Rainbow In My Soul (レインボー・イン・マイ・ソウル)
2012年12月18日 音楽
もうけっこう前の話になってしまうが、Facebookで繋がっている方がこんなことを書いていた。
<好きなことばかりやって楽しそう とよく言われる
花から花へ飛びまわる蜂のようだとも
たしかにそうです
でもその代わり 手放したこと 諦めたことは人の何倍も多い
安全地帯に立ったままじゃ 自由に飛べないから>
フリーランスで仕事をしている方だから書ける実に含蓄ある言葉だ。そしてこの一文には「自由」ということの本質が表れている気がして興味深い。
「好きなことばかりやって楽しそう」と言った人は実に浅薄で表面的な見方しかできないと感じる。
もしも、
「じゃあ、自分もされてみては?」
と訊ねたら、
「いやー、そういわれても・・・アレがアレだし(笑)」
などとまともな返事もないし、ましてや実際に行動に移すことなどあり得ないだろう。その人自身、意識的にせよ無意識的にせよ、組織を離れることのデメリットを身に沁みて感じているからだ。
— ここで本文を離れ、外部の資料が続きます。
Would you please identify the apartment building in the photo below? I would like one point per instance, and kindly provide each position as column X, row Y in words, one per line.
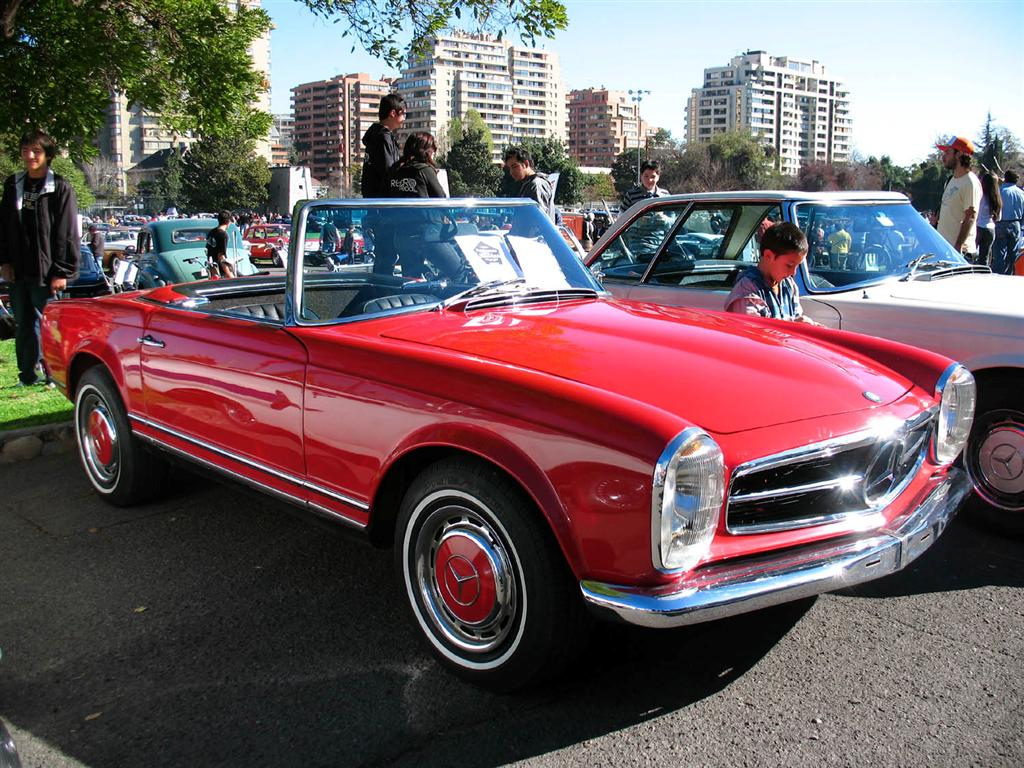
column 602, row 124
column 794, row 105
column 331, row 117
column 518, row 91
column 131, row 134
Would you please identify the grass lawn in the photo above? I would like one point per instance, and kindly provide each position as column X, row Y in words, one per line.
column 27, row 407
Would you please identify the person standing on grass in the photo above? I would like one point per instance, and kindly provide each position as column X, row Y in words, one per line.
column 39, row 250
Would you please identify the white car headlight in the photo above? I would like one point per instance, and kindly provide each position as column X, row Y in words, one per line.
column 957, row 395
column 688, row 492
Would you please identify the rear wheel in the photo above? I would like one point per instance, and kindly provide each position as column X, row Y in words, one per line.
column 121, row 470
column 485, row 582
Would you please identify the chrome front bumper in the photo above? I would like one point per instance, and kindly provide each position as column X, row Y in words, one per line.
column 728, row 589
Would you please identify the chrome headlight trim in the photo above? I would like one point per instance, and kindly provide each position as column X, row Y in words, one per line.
column 957, row 395
column 687, row 497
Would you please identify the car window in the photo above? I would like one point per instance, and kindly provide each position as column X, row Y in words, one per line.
column 412, row 256
column 627, row 257
column 867, row 242
column 714, row 245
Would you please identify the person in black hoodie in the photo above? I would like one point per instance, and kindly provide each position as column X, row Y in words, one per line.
column 381, row 141
column 423, row 235
column 39, row 249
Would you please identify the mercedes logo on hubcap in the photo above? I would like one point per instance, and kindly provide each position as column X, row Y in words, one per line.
column 462, row 580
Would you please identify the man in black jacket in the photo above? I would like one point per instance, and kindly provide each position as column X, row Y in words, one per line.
column 381, row 140
column 534, row 185
column 39, row 249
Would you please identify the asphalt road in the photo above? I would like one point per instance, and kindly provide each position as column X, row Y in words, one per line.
column 214, row 629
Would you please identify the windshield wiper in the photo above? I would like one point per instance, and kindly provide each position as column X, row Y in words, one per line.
column 493, row 285
column 913, row 264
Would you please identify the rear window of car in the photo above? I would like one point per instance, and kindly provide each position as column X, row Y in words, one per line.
column 189, row 236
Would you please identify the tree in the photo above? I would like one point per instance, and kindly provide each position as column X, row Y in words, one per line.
column 169, row 186
column 471, row 170
column 185, row 59
column 224, row 173
column 598, row 186
column 377, row 25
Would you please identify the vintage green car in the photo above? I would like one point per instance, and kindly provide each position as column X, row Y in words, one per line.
column 174, row 251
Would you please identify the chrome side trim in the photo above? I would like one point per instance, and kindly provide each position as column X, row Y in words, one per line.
column 730, row 588
column 361, row 506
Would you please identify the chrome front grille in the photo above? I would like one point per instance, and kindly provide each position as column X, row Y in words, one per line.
column 827, row 481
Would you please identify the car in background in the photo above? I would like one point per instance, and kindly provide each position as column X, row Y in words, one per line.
column 268, row 243
column 875, row 266
column 91, row 280
column 535, row 451
column 171, row 251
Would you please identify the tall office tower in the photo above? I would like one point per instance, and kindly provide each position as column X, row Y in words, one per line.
column 517, row 91
column 331, row 117
column 132, row 134
column 602, row 125
column 796, row 109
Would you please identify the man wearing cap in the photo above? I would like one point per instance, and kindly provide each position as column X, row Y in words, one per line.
column 1007, row 245
column 962, row 197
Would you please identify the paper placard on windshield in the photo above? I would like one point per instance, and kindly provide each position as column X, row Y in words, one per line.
column 539, row 264
column 488, row 256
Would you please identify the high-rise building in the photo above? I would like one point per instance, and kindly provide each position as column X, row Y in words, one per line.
column 518, row 91
column 792, row 104
column 132, row 134
column 331, row 117
column 602, row 125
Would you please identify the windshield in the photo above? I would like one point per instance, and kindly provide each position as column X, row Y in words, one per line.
column 865, row 243
column 361, row 259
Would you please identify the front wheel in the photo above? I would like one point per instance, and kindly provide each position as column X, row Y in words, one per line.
column 121, row 470
column 994, row 455
column 484, row 580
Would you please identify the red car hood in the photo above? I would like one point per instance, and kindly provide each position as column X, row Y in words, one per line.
column 722, row 373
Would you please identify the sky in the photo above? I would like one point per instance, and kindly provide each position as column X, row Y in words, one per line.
column 915, row 70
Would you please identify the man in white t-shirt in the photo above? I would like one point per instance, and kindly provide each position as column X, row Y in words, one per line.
column 962, row 197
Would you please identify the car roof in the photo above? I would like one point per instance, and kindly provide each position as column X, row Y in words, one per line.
column 788, row 195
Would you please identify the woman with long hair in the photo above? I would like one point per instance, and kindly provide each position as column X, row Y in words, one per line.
column 422, row 235
column 988, row 213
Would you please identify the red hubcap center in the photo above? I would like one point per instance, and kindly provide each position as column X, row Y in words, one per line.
column 101, row 437
column 465, row 579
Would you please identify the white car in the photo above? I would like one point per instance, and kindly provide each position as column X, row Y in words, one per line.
column 875, row 266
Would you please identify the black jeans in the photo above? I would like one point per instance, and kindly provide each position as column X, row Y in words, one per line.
column 27, row 302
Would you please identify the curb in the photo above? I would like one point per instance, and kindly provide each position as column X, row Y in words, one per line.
column 22, row 444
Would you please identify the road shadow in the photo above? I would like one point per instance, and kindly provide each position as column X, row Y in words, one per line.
column 225, row 633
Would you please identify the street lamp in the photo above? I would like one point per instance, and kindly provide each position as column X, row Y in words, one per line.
column 637, row 97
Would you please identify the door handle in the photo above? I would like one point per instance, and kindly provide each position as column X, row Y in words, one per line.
column 148, row 341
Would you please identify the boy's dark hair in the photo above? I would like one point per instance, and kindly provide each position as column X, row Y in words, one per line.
column 783, row 238
column 44, row 140
column 392, row 101
column 520, row 155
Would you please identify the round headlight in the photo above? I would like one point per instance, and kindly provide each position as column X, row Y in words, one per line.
column 689, row 489
column 957, row 395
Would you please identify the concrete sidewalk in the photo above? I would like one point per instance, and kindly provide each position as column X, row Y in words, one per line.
column 20, row 444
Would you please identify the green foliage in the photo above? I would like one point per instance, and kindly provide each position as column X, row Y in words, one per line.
column 186, row 59
column 598, row 186
column 224, row 173
column 471, row 170
column 378, row 25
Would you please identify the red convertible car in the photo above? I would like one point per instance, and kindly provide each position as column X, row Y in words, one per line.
column 536, row 452
column 268, row 243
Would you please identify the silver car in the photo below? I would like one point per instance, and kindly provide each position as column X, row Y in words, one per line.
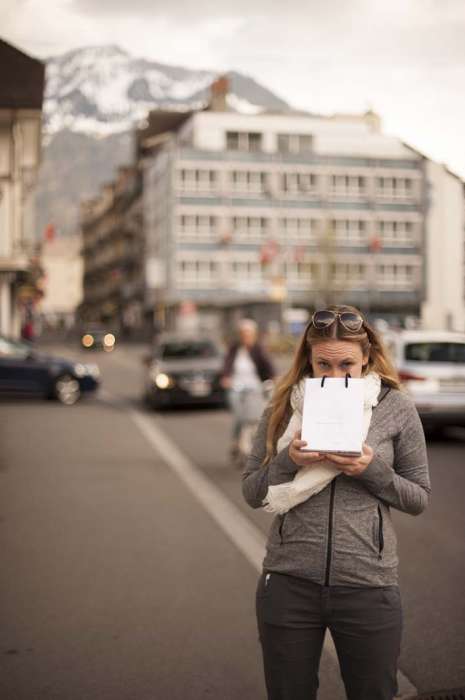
column 431, row 365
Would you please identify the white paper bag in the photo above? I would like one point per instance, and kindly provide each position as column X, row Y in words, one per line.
column 332, row 419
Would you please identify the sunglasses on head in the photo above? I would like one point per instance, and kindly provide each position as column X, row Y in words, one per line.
column 348, row 319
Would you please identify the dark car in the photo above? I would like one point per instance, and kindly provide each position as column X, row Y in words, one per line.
column 184, row 370
column 97, row 338
column 25, row 371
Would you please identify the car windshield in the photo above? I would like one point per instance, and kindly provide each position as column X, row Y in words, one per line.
column 187, row 349
column 13, row 349
column 435, row 352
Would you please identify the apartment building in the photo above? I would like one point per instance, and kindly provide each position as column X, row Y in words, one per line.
column 260, row 211
column 62, row 264
column 113, row 282
column 21, row 92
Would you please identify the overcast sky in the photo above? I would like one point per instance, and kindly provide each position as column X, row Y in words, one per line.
column 403, row 58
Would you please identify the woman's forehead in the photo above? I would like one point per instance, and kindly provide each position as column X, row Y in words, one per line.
column 337, row 348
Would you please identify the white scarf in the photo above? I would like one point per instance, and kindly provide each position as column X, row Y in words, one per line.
column 312, row 479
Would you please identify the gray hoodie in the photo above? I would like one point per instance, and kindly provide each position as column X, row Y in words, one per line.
column 344, row 535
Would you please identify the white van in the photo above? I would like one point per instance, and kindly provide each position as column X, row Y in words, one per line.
column 431, row 365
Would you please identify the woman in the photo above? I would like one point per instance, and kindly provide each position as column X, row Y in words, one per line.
column 331, row 559
column 246, row 367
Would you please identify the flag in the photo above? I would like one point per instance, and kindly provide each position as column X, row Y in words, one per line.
column 49, row 233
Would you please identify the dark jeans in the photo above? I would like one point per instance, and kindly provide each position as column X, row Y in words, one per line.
column 365, row 623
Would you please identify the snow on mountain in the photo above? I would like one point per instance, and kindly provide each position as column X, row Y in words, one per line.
column 104, row 90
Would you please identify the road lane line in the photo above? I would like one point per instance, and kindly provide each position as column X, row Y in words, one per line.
column 239, row 529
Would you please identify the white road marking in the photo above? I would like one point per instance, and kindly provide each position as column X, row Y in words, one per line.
column 245, row 535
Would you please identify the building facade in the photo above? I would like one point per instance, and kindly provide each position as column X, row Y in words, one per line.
column 259, row 212
column 111, row 227
column 62, row 264
column 21, row 92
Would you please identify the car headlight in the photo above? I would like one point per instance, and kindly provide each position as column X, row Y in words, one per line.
column 81, row 370
column 87, row 340
column 160, row 379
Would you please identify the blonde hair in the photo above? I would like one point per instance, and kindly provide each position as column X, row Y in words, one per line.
column 370, row 344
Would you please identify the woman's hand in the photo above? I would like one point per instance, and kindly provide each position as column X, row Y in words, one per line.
column 299, row 456
column 353, row 466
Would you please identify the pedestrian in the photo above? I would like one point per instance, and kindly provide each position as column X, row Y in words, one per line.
column 331, row 559
column 246, row 367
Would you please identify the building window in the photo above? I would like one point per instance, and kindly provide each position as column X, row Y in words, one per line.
column 191, row 180
column 297, row 228
column 248, row 181
column 396, row 276
column 348, row 186
column 350, row 231
column 348, row 275
column 302, row 184
column 250, row 227
column 246, row 269
column 295, row 143
column 243, row 141
column 394, row 188
column 302, row 275
column 197, row 273
column 197, row 226
column 397, row 233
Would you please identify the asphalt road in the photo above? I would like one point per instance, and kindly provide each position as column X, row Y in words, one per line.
column 116, row 582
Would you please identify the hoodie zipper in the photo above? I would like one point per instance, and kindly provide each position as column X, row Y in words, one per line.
column 380, row 533
column 330, row 532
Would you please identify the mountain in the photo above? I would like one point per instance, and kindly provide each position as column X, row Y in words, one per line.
column 94, row 97
column 102, row 90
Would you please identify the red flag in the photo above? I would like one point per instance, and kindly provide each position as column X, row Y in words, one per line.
column 49, row 233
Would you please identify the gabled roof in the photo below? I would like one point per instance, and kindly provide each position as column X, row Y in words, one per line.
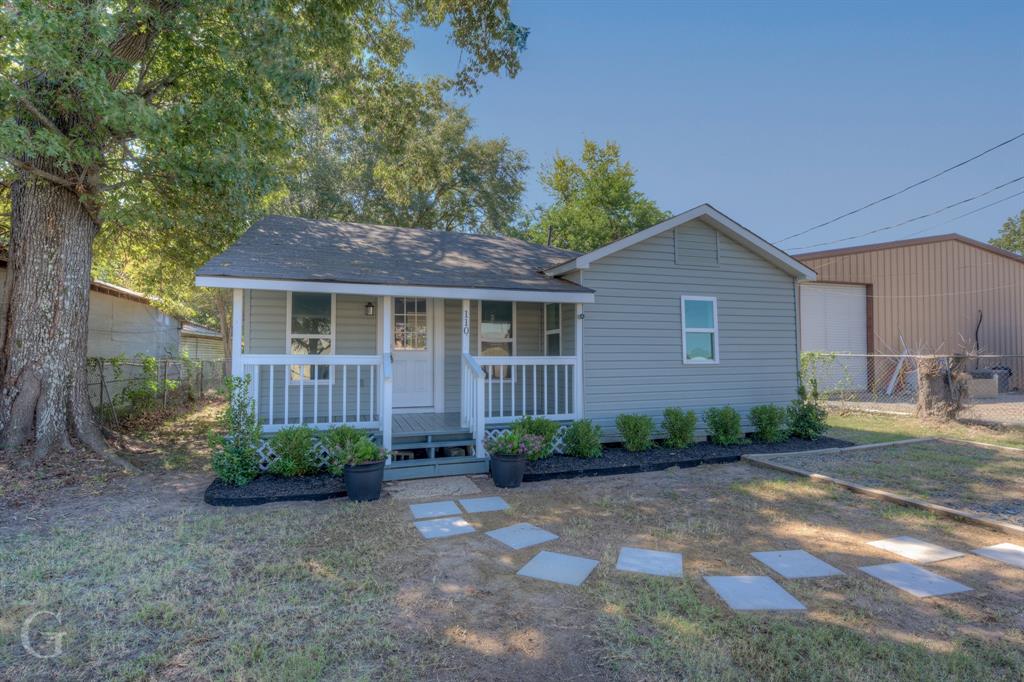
column 882, row 246
column 709, row 214
column 324, row 251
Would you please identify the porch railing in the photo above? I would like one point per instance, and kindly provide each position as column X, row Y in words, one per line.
column 471, row 405
column 318, row 390
column 540, row 386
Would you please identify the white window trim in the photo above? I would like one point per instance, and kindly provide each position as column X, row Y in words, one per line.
column 288, row 343
column 550, row 332
column 712, row 330
column 479, row 333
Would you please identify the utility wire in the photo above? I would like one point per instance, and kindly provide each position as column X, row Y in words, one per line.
column 906, row 188
column 916, row 218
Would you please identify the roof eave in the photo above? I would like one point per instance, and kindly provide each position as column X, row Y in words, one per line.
column 706, row 211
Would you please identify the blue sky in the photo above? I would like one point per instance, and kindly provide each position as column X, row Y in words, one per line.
column 781, row 115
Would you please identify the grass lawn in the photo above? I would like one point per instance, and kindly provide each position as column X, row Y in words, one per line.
column 861, row 427
column 977, row 478
column 151, row 584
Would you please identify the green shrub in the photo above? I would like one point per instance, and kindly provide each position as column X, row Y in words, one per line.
column 723, row 426
column 354, row 451
column 538, row 426
column 294, row 448
column 582, row 438
column 769, row 423
column 514, row 443
column 336, row 439
column 636, row 431
column 805, row 418
column 679, row 427
column 235, row 459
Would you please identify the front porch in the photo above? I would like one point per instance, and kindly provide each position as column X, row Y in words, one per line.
column 429, row 376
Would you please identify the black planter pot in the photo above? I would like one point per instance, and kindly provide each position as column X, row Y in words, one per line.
column 364, row 481
column 506, row 470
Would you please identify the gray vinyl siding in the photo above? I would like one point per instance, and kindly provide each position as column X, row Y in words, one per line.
column 633, row 353
column 355, row 334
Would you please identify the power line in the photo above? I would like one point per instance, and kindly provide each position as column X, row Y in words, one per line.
column 916, row 218
column 906, row 188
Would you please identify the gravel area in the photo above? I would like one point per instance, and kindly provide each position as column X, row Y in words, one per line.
column 617, row 460
column 274, row 488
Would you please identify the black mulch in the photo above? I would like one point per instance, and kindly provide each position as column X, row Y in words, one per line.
column 267, row 488
column 619, row 461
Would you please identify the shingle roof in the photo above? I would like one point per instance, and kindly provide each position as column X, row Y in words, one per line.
column 286, row 248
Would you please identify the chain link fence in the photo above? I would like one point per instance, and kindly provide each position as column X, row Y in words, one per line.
column 121, row 389
column 986, row 389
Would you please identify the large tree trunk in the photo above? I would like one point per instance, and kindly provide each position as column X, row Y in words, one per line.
column 44, row 395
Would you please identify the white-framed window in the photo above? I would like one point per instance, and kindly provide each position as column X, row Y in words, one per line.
column 699, row 330
column 552, row 329
column 310, row 332
column 410, row 324
column 496, row 333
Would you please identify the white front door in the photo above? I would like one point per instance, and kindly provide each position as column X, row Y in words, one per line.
column 413, row 352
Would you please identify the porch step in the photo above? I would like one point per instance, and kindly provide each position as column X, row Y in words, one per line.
column 426, row 444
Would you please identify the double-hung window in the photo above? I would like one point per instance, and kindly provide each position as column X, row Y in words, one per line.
column 699, row 330
column 310, row 332
column 497, row 334
column 553, row 329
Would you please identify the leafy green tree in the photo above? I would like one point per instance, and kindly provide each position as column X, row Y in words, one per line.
column 416, row 164
column 595, row 201
column 164, row 123
column 1012, row 235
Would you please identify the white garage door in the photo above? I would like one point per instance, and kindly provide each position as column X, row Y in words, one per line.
column 834, row 318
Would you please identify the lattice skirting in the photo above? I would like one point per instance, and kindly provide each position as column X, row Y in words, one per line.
column 321, row 454
column 558, row 442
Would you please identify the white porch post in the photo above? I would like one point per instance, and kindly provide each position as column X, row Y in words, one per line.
column 386, row 385
column 237, row 333
column 578, row 372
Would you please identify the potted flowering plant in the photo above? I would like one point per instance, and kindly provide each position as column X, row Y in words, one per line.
column 361, row 462
column 509, row 453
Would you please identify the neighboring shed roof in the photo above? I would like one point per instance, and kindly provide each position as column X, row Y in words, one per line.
column 192, row 329
column 881, row 246
column 299, row 249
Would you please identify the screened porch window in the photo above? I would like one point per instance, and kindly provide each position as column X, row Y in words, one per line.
column 310, row 332
column 498, row 333
column 699, row 330
column 553, row 329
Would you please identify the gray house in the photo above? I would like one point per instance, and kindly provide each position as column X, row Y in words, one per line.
column 433, row 340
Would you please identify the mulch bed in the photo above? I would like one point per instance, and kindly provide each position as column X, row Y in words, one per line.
column 266, row 488
column 619, row 461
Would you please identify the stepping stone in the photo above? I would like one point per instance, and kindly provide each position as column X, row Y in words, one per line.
column 434, row 509
column 753, row 593
column 443, row 527
column 650, row 561
column 915, row 550
column 521, row 535
column 479, row 505
column 1007, row 553
column 919, row 582
column 796, row 563
column 563, row 568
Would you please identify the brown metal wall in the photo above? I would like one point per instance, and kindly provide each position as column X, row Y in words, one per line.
column 931, row 294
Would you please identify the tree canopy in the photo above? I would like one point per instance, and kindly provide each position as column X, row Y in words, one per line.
column 1012, row 235
column 412, row 163
column 595, row 201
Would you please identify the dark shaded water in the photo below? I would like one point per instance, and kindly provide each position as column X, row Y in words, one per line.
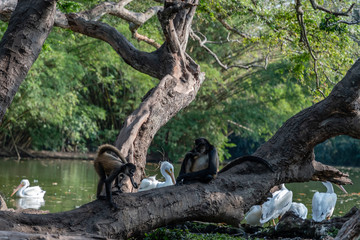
column 69, row 184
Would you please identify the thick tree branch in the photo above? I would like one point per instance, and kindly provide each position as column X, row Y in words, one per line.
column 305, row 40
column 142, row 61
column 21, row 44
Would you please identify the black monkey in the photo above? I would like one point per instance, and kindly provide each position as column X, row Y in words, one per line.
column 200, row 164
column 108, row 167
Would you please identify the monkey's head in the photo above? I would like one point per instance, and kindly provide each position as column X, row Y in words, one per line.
column 130, row 170
column 202, row 145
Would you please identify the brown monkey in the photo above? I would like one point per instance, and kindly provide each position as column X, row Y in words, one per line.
column 108, row 167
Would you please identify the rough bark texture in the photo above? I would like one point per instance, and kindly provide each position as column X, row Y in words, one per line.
column 20, row 46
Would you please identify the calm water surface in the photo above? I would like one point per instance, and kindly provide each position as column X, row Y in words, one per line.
column 72, row 183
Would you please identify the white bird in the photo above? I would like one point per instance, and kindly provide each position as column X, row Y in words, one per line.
column 28, row 192
column 30, row 203
column 323, row 204
column 253, row 216
column 299, row 210
column 277, row 205
column 167, row 170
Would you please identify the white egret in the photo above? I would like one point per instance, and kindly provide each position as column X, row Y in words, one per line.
column 299, row 210
column 253, row 216
column 167, row 170
column 277, row 205
column 323, row 204
column 28, row 192
column 30, row 203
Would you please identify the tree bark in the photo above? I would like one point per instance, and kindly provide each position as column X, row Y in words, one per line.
column 21, row 44
column 224, row 199
column 233, row 192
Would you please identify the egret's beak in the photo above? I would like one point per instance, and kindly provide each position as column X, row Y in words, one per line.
column 342, row 188
column 17, row 189
column 171, row 175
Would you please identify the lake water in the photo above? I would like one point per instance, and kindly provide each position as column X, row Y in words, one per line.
column 72, row 183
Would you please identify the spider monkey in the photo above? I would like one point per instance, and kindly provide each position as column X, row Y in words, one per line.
column 108, row 167
column 242, row 159
column 200, row 164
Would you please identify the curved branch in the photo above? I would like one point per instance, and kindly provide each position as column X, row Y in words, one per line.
column 221, row 64
column 142, row 61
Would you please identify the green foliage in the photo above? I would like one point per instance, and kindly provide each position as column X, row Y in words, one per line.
column 69, row 6
column 179, row 234
column 79, row 91
column 329, row 24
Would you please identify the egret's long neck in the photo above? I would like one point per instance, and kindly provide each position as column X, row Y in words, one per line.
column 167, row 178
column 329, row 187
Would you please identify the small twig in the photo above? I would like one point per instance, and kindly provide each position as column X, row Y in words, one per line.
column 321, row 8
column 344, row 22
column 240, row 126
column 224, row 66
column 232, row 29
column 133, row 28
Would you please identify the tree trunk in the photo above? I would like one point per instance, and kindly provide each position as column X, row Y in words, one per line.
column 29, row 26
column 226, row 198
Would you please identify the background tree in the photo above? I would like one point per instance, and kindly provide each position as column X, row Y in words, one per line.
column 290, row 150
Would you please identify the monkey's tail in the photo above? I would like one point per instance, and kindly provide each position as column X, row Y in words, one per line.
column 108, row 147
column 240, row 160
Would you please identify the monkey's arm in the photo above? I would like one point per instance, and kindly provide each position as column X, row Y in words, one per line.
column 211, row 170
column 240, row 160
column 183, row 165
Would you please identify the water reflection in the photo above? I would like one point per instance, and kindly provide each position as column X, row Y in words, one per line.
column 29, row 203
column 72, row 183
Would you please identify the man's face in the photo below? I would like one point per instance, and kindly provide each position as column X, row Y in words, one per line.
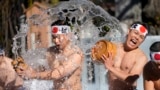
column 134, row 39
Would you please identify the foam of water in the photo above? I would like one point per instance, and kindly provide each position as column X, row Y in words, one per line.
column 87, row 21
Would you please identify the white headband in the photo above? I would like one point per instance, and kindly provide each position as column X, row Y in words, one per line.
column 139, row 28
column 60, row 29
column 155, row 56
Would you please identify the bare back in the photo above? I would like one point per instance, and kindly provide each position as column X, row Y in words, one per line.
column 8, row 77
column 130, row 62
column 72, row 81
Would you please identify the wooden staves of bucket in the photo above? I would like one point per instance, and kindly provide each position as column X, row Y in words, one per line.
column 102, row 47
column 19, row 64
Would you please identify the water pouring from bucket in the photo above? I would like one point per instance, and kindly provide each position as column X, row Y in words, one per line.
column 102, row 47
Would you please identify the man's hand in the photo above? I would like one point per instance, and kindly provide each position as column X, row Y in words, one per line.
column 26, row 73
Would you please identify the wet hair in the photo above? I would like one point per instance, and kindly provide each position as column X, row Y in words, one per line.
column 151, row 71
column 155, row 47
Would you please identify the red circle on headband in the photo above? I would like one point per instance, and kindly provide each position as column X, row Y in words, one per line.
column 54, row 29
column 142, row 29
column 157, row 56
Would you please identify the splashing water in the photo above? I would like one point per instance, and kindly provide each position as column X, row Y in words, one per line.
column 89, row 23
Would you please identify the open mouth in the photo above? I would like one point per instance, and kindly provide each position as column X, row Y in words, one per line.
column 133, row 42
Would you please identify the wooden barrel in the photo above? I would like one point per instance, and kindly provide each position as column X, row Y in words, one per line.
column 102, row 47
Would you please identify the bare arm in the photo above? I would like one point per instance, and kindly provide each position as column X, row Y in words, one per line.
column 129, row 77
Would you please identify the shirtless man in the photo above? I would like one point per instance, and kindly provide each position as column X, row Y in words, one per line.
column 128, row 64
column 65, row 61
column 151, row 73
column 9, row 80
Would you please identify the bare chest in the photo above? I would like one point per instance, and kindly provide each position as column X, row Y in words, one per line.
column 127, row 62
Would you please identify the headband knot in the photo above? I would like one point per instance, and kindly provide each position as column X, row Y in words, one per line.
column 61, row 29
一方、「楽しそう」と感じたのは、フリーランスで働く魅力もあると思っているのも事実だろう。
こうして考えると、組織で働くのもフリーランスでいくのも、一長一短があるということが見えてくる。どちらかが有利でどちらかが不利、というような話でもないのである。
組織の一員として働くのは、基本的に自分の領域だけ仕事をしてその範囲内で責任を持てばよい。収入についても会社から支給されるから比較的安定してる。それが大半のサラリーマンの姿であろう。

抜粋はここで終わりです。